Out-of-order Execution

A processor that executes the instructions one after the other, may use the resources inefficiently that leads to poor perfpormance of the processor.To improve the performance of the processor this can be done in two ways. By executing different sub-steps of sequential instructions simultaneously or even executing the instructions entirely simultaneously.
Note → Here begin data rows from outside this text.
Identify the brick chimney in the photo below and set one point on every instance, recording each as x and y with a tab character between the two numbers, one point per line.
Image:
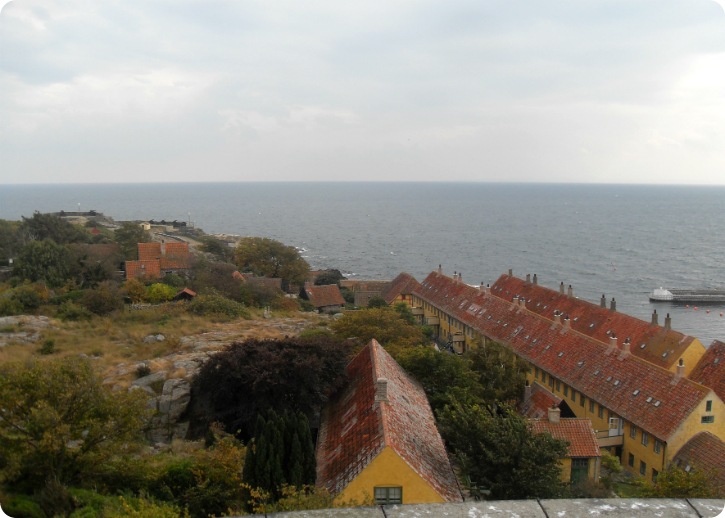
625	349
381	390
612	344
554	414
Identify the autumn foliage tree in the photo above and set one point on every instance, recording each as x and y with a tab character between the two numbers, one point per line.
248	378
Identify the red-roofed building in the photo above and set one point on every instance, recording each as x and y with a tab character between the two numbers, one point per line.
583	458
378	438
157	259
656	343
710	370
643	412
326	298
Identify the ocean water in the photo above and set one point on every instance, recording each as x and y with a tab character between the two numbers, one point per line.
621	241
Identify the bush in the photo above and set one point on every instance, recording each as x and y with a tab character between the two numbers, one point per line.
70	311
215	304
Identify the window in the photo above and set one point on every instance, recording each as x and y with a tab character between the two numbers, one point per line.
388	495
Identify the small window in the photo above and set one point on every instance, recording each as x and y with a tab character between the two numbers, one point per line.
388	495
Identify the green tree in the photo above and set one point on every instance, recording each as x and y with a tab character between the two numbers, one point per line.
47	226
44	261
501	374
238	383
675	482
500	456
128	236
269	258
442	375
384	324
60	423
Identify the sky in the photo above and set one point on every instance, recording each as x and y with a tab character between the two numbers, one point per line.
591	91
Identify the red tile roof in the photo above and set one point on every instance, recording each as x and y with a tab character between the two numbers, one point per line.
403	284
579	433
649	396
149	251
324	296
661	346
148	269
710	370
355	427
705	452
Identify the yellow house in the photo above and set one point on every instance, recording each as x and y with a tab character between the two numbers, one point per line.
643	411
378	442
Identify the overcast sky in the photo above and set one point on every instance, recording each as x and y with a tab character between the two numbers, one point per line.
613	91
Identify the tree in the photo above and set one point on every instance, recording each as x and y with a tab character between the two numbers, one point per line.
439	373
44	261
128	236
60	423
247	378
675	482
269	258
384	324
501	374
55	228
499	454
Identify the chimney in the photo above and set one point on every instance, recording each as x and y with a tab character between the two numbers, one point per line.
381	390
612	344
625	349
554	414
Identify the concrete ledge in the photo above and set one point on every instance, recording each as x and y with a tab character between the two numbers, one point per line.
608	507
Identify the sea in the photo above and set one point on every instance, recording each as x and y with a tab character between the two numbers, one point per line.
621	241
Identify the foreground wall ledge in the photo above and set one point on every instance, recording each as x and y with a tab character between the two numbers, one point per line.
595	507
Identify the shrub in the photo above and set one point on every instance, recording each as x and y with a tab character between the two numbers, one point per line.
215	304
70	311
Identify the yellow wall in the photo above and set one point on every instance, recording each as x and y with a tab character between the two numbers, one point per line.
388	469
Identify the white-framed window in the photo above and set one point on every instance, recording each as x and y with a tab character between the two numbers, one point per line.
388	495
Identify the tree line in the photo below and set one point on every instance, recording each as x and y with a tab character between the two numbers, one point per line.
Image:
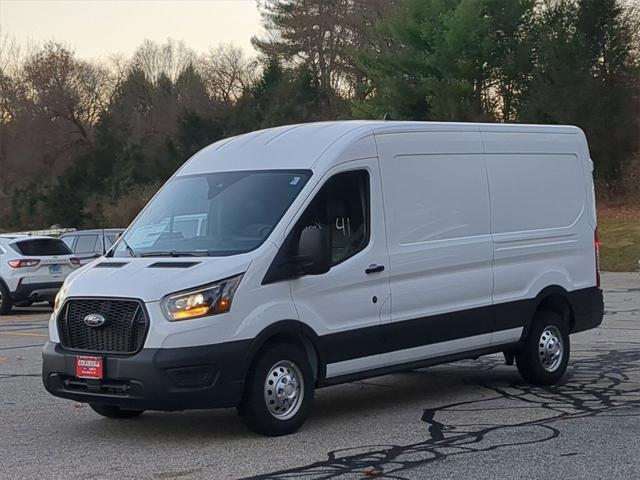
87	143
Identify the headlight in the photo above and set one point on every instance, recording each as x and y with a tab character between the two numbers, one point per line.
208	300
62	293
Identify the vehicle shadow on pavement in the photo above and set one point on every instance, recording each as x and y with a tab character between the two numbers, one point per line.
603	384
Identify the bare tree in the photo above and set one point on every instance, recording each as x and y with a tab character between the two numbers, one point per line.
64	88
227	72
169	59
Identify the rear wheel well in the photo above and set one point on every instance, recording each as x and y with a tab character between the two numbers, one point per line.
558	303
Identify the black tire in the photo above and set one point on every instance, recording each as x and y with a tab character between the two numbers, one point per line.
537	361
254	409
114	412
5	300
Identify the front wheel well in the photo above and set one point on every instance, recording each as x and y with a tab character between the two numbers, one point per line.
290	332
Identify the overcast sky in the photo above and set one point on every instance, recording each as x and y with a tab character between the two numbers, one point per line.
99	28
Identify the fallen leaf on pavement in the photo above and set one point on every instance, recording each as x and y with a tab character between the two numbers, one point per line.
373	471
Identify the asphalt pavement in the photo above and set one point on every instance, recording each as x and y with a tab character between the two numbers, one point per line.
471	419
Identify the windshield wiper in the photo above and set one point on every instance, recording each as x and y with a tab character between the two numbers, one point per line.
128	247
171	253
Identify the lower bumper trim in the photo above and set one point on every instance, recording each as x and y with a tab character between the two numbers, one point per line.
154	379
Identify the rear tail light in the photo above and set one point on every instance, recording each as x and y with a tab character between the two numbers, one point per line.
596	246
23	263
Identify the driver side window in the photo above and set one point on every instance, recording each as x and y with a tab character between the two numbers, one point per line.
342	208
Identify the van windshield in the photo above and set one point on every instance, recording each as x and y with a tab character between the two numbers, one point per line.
215	214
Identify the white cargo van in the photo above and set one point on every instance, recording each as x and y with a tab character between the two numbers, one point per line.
329	252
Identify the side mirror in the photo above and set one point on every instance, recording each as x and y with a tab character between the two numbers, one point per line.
314	256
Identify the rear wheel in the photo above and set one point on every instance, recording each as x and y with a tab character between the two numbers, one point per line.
544	356
279	391
5	300
114	412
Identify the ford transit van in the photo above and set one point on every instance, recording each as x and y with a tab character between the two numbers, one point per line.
327	252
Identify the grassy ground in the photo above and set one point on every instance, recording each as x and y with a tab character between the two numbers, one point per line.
619	229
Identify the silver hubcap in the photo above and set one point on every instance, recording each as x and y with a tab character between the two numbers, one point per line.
550	348
284	390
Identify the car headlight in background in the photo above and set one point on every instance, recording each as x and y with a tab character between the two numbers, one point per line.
208	300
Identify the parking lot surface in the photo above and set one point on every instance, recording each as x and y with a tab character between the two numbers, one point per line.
471	419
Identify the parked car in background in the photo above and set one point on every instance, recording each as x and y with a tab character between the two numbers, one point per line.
32	269
90	244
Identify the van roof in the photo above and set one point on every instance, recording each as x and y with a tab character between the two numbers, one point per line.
301	146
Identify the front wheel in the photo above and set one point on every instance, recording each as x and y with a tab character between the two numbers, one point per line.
279	391
114	412
544	356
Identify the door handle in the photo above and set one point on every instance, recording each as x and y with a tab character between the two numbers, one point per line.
374	269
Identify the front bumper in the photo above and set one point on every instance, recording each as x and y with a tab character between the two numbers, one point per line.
154	379
39	292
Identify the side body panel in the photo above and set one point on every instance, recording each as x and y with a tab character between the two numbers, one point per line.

Further improvement in the processor can achieved through out-of-order execution[2]. Out-of-order execution can be achieved by executing the instruction in an different from the original order they appear[1].

Out-of-order execution is an approach that is used in high performance microprocessors.This approach efficiently uses instruction cycles ( is a process by which a computer retrieves program instruction from its memory, determines what action the instruction requires and carries out those actions.) and reduces costly delay. A processor will execute the instructions in an order of availability of data or operands instead of original order of the instructions in the program.By doing so the processor will avoid being idle while data is retrieved for the next instruction in a program[1].

In other words, processor that uses multiple execution units completes the processing of instructions in wrong order. For example, I-1 and I-2 are the two intructions where I-1 comes first then I-2. In the out-of-order execution, a processor can execute I-2 instruction before I-1 instruction has been completed. This flexibility will improve the performance of the processor since it allows execution with less waiting time.[1]

The first machine to use out-of-order execution is CDC 6600(1964) which is used to resolve score board conflicts. In 1966 IBM introduced Tomasula's algorithm which supports full out-of-order execution.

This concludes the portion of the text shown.